Vivas hace exactamente eso. Grita para no probar. Sobreactúa para no demostrar. Acusa para no explicar. Es el método de los que jamás pudieron construir legitimidad en la luz y por eso solo saben moverse en las sombras, en la insinuación, en el apriete verbal, en la infamia reciclada.
Hay algo particularmente obsceno en esta maniobra: la pretensión de erigirse en voz acusadora desde un pasado y un presente que lo desautorizan públicamente. Porque en política, como en periodismo, no alcanza con alzar la voz. También importa desde dónde se habla. Y cuando se habla desde el barro, lo que sale no es verdad: es barro.
No me preocupa el exabrupto de un personaje así por su volumen moral. Me preocupa por el clima que expresa. Ese clima donde cualquiera cree que puede inventarle un prontuario a otro, deformar una causa judicial, adulterar la memoria pública y salir de escena creyéndose valiente. No. Valiente no es el que acusa a los gritos. Valiente es el que prueba. Valiente es el que firma. Valiente es el que sostiene ante la verdad lo mismo que declama ante una cámara.
Y en ese examen, Vivas se derrumba.
Porque los archivos existen. Porque los registros existen. Porque los nombres pesan. Porque la historia no puede ser reescrita por un operador del resentimiento. Y porque hay un límite que una sociedad decente no debería dejar pasar: con el honor ajeno no se juega y con las tragedias colectivas no se trafica.

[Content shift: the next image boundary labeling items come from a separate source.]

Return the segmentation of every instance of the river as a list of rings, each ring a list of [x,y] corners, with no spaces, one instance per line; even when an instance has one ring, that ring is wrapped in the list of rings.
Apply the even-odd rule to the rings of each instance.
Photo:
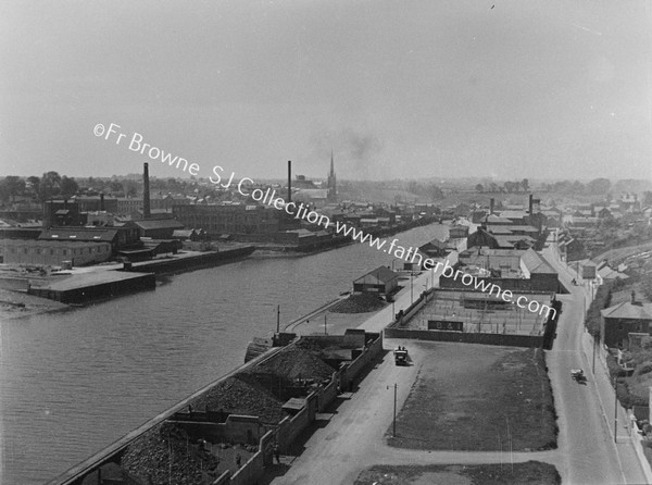
[[[398,238],[446,238],[439,224]],[[0,483],[42,484],[243,362],[254,336],[350,289],[392,257],[366,244],[250,258],[155,290],[0,323]],[[399,261],[397,261],[397,264]]]

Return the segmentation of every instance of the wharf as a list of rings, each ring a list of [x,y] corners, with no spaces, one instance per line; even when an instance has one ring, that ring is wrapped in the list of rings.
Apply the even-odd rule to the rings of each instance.
[[[156,281],[153,273],[96,271],[71,274],[42,286],[30,286],[27,293],[62,303],[83,303],[155,287]]]
[[[255,246],[237,245],[220,251],[186,251],[170,258],[131,263],[131,271],[164,274],[211,268],[247,258],[255,249]]]

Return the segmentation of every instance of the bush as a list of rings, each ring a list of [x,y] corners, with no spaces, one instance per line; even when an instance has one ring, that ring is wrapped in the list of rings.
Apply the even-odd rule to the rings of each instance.
[[[625,377],[625,370],[620,365],[618,365],[618,363],[616,362],[616,358],[611,353],[606,356],[606,366],[609,369],[609,375],[612,381],[614,377]]]

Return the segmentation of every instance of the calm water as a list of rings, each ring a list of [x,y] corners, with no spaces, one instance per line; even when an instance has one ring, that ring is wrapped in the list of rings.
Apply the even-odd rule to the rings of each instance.
[[[393,237],[408,247],[447,235],[432,224]],[[367,245],[249,259],[0,323],[0,483],[55,477],[242,363],[248,341],[275,329],[276,304],[283,324],[391,261]]]

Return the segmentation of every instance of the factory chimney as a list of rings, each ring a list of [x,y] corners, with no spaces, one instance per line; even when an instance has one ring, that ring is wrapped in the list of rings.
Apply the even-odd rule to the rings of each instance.
[[[142,164],[142,219],[150,219],[149,201],[149,167],[147,163]]]
[[[292,201],[292,161],[288,160],[288,203]]]

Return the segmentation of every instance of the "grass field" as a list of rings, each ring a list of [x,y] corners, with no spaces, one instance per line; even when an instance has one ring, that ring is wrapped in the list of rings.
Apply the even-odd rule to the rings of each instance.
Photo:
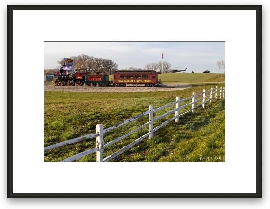
[[[102,124],[106,128],[147,110],[150,104],[157,108],[175,101],[176,96],[186,98],[192,95],[193,91],[199,93],[203,89],[208,90],[211,86],[215,84],[197,85],[184,90],[170,92],[98,94],[45,92],[45,146],[95,133],[97,123]],[[173,108],[159,111],[154,117]],[[173,115],[155,122],[154,127]],[[105,135],[105,143],[147,121],[147,116],[145,116],[108,132]],[[224,161],[224,100],[214,100],[211,104],[207,103],[205,109],[200,107],[194,114],[188,114],[180,118],[179,123],[171,122],[163,126],[154,133],[153,139],[145,139],[113,161]],[[147,131],[146,127],[106,148],[104,157]],[[95,139],[90,139],[46,151],[44,160],[58,161],[95,147]],[[209,157],[219,158],[211,159]],[[95,161],[95,154],[84,157],[79,161]]]
[[[204,83],[223,81],[224,75],[222,75],[222,80],[221,75],[216,73],[181,73],[162,74],[159,75],[164,83]]]
[[[220,75],[219,78],[217,73],[175,73],[161,74],[159,75],[158,78],[165,84],[207,83],[224,81],[225,75],[222,74],[222,79]],[[112,75],[109,75],[109,80],[112,80]]]

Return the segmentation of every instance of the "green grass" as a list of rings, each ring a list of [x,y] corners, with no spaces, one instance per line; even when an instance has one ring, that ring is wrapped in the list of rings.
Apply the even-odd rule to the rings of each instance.
[[[204,83],[215,82],[224,81],[224,75],[222,75],[222,80],[217,73],[180,73],[161,74],[159,75],[164,83]]]
[[[102,124],[106,128],[147,110],[150,104],[157,108],[175,101],[176,96],[186,98],[192,95],[193,91],[199,93],[203,89],[209,89],[211,86],[215,85],[197,85],[184,90],[169,92],[98,94],[45,92],[45,146],[95,133],[95,126],[98,123]],[[154,117],[173,108],[158,112]],[[224,100],[214,100],[212,104],[207,103],[204,109],[200,107],[195,110],[194,114],[188,114],[180,118],[178,124],[171,122],[166,125],[154,133],[153,139],[144,139],[113,161],[224,161]],[[154,127],[173,116],[170,115],[155,122]],[[141,118],[109,132],[105,135],[105,144],[145,123],[147,118]],[[106,148],[104,157],[147,131],[148,128],[145,127]],[[89,139],[46,151],[44,160],[58,161],[95,146],[95,139]],[[202,158],[214,156],[222,159]],[[79,161],[95,161],[95,154],[84,157]]]

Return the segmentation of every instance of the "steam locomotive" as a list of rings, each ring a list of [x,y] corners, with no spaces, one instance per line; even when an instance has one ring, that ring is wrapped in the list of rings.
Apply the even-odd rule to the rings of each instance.
[[[68,71],[61,69],[59,70],[55,85],[108,86],[126,86],[127,84],[143,84],[148,87],[160,87],[161,80],[159,80],[158,75],[160,72],[155,71],[115,71],[112,76],[113,81],[109,81],[109,75],[93,75],[88,72],[76,72],[69,74]]]

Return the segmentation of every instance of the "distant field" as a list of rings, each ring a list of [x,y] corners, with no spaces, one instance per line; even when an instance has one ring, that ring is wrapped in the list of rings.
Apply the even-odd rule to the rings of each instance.
[[[225,75],[222,75],[222,80],[216,73],[175,73],[162,74],[159,75],[163,82],[166,83],[204,83],[223,81]]]
[[[180,74],[179,75],[183,75]],[[209,75],[209,74],[208,74]],[[193,85],[184,90],[169,92],[85,93],[44,92],[44,144],[47,146],[86,134],[95,133],[96,124],[104,128],[146,111],[152,104],[155,108],[175,100],[175,96],[186,98],[193,92],[209,90],[216,84]],[[224,85],[220,86],[224,86]],[[121,154],[113,161],[224,161],[225,100],[213,100],[206,108],[196,109],[180,118],[179,124],[171,122],[148,138]],[[189,102],[182,103],[184,104]],[[155,116],[168,110],[155,113]],[[189,109],[190,107],[188,107]],[[187,108],[181,112],[187,111]],[[164,111],[163,111],[164,110]],[[160,124],[174,114],[154,122]],[[124,135],[148,121],[148,116],[127,123],[105,135],[105,144]],[[138,132],[106,148],[104,157],[118,150],[148,132],[145,127]],[[45,161],[58,161],[95,146],[95,139],[67,145],[45,153]],[[221,157],[214,160],[201,157]],[[95,161],[95,154],[79,161]]]
[[[175,73],[162,74],[158,75],[164,83],[205,83],[224,81],[225,75],[222,74],[222,80],[219,79],[219,74],[203,73]],[[112,75],[109,76],[109,80],[112,80]]]

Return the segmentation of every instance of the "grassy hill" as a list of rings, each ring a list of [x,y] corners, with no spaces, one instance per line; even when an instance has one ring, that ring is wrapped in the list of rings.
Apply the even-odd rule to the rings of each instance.
[[[183,75],[183,74],[181,74]],[[207,74],[209,75],[209,74]],[[192,92],[210,89],[215,84],[196,85],[179,91],[169,92],[84,93],[45,92],[45,146],[65,140],[95,133],[96,124],[104,128],[175,100],[186,98]],[[222,85],[222,86],[223,85]],[[182,104],[189,102],[182,103]],[[167,109],[157,112],[161,115]],[[190,106],[189,107],[190,108]],[[187,109],[181,110],[181,112]],[[183,111],[183,112],[182,112]],[[154,127],[172,117],[171,114],[154,123]],[[134,130],[148,121],[141,118],[105,134],[106,143]],[[148,132],[145,127],[130,136],[106,148],[104,157],[117,151]],[[224,161],[224,100],[214,100],[206,108],[195,109],[180,118],[178,124],[171,122],[148,138],[113,159],[116,161]],[[45,161],[58,161],[95,147],[95,139],[90,139],[45,152]],[[203,157],[220,157],[202,159]],[[79,161],[95,161],[95,154],[84,157]]]
[[[164,83],[205,83],[224,81],[225,75],[222,74],[222,80],[220,75],[217,73],[175,73],[161,74],[159,75],[158,78],[161,79]],[[112,80],[112,75],[109,76],[109,80]]]
[[[159,75],[164,83],[204,83],[222,81],[219,79],[219,74],[216,73],[175,73],[162,74]],[[222,81],[224,80],[224,75],[222,75]]]

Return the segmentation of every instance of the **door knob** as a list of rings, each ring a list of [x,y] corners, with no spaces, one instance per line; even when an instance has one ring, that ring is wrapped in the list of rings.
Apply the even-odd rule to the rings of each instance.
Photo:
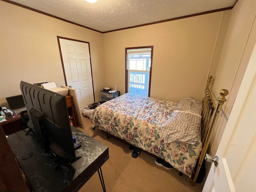
[[[209,154],[206,153],[205,155],[205,157],[204,157],[204,159],[208,162],[213,162],[214,163],[214,165],[216,167],[218,166],[218,164],[219,163],[219,157],[217,156],[215,156],[215,157],[213,158]]]

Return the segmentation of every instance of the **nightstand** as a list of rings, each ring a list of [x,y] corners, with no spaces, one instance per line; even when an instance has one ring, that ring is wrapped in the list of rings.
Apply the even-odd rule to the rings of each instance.
[[[100,98],[103,101],[108,101],[120,96],[120,92],[117,91],[114,93],[109,93],[106,91],[100,91]]]

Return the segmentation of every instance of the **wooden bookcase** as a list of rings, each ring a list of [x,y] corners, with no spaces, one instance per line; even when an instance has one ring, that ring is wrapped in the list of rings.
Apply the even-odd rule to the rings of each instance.
[[[68,114],[70,116],[69,120],[71,121],[71,125],[74,127],[76,127],[76,119],[75,118],[75,113],[72,105],[72,97],[69,95],[67,95],[66,96],[66,100],[67,102]]]

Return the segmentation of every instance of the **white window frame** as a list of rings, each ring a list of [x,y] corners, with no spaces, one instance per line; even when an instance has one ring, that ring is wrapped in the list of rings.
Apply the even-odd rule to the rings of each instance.
[[[141,93],[139,94],[137,92],[137,94],[150,96],[152,68],[152,58],[153,57],[153,46],[150,46],[138,48],[126,48],[126,92],[130,92],[130,86],[131,83],[132,83],[133,85],[133,88],[138,89],[137,89],[136,91],[136,92],[138,92],[138,90],[139,90],[140,89],[141,89],[142,92]],[[141,62],[142,61],[143,63],[143,65],[142,66],[142,68],[144,68],[145,69],[142,70],[141,70],[141,68],[140,68],[140,70],[136,70],[134,68],[130,69],[131,67],[130,67],[130,66],[131,65],[131,60],[129,59],[130,57],[128,56],[128,55],[129,54],[138,54],[138,55],[139,55],[141,54],[145,54],[146,53],[150,53],[151,55],[150,59],[148,59],[148,58],[146,60],[145,60],[144,59],[142,60],[141,58],[140,58],[139,60],[138,60],[138,61],[136,59],[133,60],[133,61],[135,62],[135,68],[137,68],[138,65],[141,67],[141,65],[140,65],[139,64],[138,65],[137,62]],[[149,62],[149,63],[148,62]],[[147,65],[148,65],[149,64],[150,64],[149,70],[146,70],[147,69],[146,68],[149,67],[149,66],[147,66]],[[145,65],[145,66],[144,65]],[[133,66],[133,67],[134,67],[134,66]],[[134,78],[138,78],[139,79],[138,79],[138,81],[136,80],[136,82],[131,82],[130,81],[130,78],[131,77],[130,76],[130,72],[134,72]],[[139,74],[136,74],[136,73],[139,73]],[[139,73],[140,73],[140,74]],[[146,75],[145,74],[145,73],[148,73],[148,75]],[[148,78],[148,81],[145,82],[145,81],[146,77]],[[143,86],[145,86],[148,87],[147,94],[146,94],[145,92],[144,94],[142,94],[142,92],[145,92],[144,87]],[[141,86],[141,88],[140,87],[140,86]]]

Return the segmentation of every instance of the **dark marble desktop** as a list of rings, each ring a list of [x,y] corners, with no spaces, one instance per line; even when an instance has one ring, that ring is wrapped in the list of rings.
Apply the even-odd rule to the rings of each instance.
[[[82,157],[72,166],[59,163],[32,133],[25,136],[22,130],[9,136],[8,140],[33,189],[36,192],[77,191],[108,159],[108,148],[76,128],[71,128],[73,136],[82,141],[76,151]],[[32,156],[27,159],[30,153]],[[103,175],[104,170],[102,170]]]

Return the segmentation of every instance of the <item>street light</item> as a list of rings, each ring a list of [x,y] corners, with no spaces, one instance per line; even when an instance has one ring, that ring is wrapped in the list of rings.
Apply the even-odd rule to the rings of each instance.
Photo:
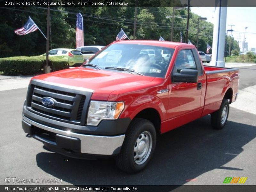
[[[198,34],[199,33],[199,20],[207,20],[206,17],[198,17],[198,21],[197,21],[197,36],[196,41],[196,48],[198,49]]]
[[[228,50],[227,50],[227,48],[228,47],[228,31],[230,31],[232,32],[232,31],[234,31],[234,30],[233,29],[228,29],[227,30],[227,35],[226,35],[226,54],[225,54],[225,62],[226,62],[227,61],[227,52],[228,52]],[[231,38],[231,36],[230,36],[230,38]]]
[[[243,45],[243,52],[244,52],[244,44],[245,44],[245,30],[248,28],[248,27],[245,27],[244,28],[244,44]]]
[[[184,9],[184,7],[173,7],[172,8],[172,31],[171,32],[171,41],[172,41],[173,36],[173,20],[174,20],[174,11],[175,10],[182,10]],[[171,17],[170,16],[166,16],[166,19],[170,18]]]

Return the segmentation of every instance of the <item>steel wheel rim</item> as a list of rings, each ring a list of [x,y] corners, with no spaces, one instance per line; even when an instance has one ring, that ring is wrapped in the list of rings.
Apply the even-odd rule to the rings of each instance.
[[[225,123],[225,122],[227,120],[227,118],[228,117],[228,106],[227,105],[225,105],[223,108],[223,110],[222,111],[222,113],[221,113],[220,122],[222,124]]]
[[[133,150],[133,159],[136,164],[141,165],[147,160],[151,152],[152,145],[152,135],[150,132],[144,131],[139,135]]]

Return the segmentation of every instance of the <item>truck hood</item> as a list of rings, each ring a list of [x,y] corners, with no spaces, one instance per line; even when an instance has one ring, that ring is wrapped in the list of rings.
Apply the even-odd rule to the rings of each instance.
[[[105,70],[76,67],[35,76],[31,79],[92,90],[91,99],[107,100],[119,90],[127,92],[139,90],[155,77]]]

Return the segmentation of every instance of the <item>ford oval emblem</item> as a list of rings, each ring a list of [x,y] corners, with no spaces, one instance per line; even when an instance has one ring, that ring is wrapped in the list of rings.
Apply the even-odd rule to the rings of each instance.
[[[44,97],[42,100],[42,103],[45,107],[53,107],[56,102],[55,100],[50,97]]]

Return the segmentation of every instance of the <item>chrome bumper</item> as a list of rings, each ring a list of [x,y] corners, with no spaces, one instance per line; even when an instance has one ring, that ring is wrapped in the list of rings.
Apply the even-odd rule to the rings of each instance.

Defender mi nombre no es un gesto de vanidad. Es una obligación. Es marcar una raya. Es decir, basta. Es negarse a que la injuria se naturalice y el difamador se disfrace de denunciante. Es recordar que una mentira no se vuelve verdad por repetición, por estridencia ni por la cara de piedra de quien la pronuncia.
Cani Vivas no me ensucia al mentir sobre mí. Se exhibe. Se retrata. Se delata.
Y lo que muestra no es fortaleza, ni convicción, ni autoridad moral.
Muestra apenas lo que siempre terminan mostrando los cultores del barro cuando se les apaga la cámara: miseria política, miseria ética y una desesperación feroz por seguir existiendo a cualquier precio.
No voy a aceptar que un difamador con pasado oscuro y presente turbio me escriba una biografía judicial falsa para darse importancia.
Porque el barro no condena a la víctima.
Apenas delata la podredumbre de quien lo arroja. Y de quienes lo replican como meredrantes, a quienes les importa poco el honor, poco como para lesionar el de los demás.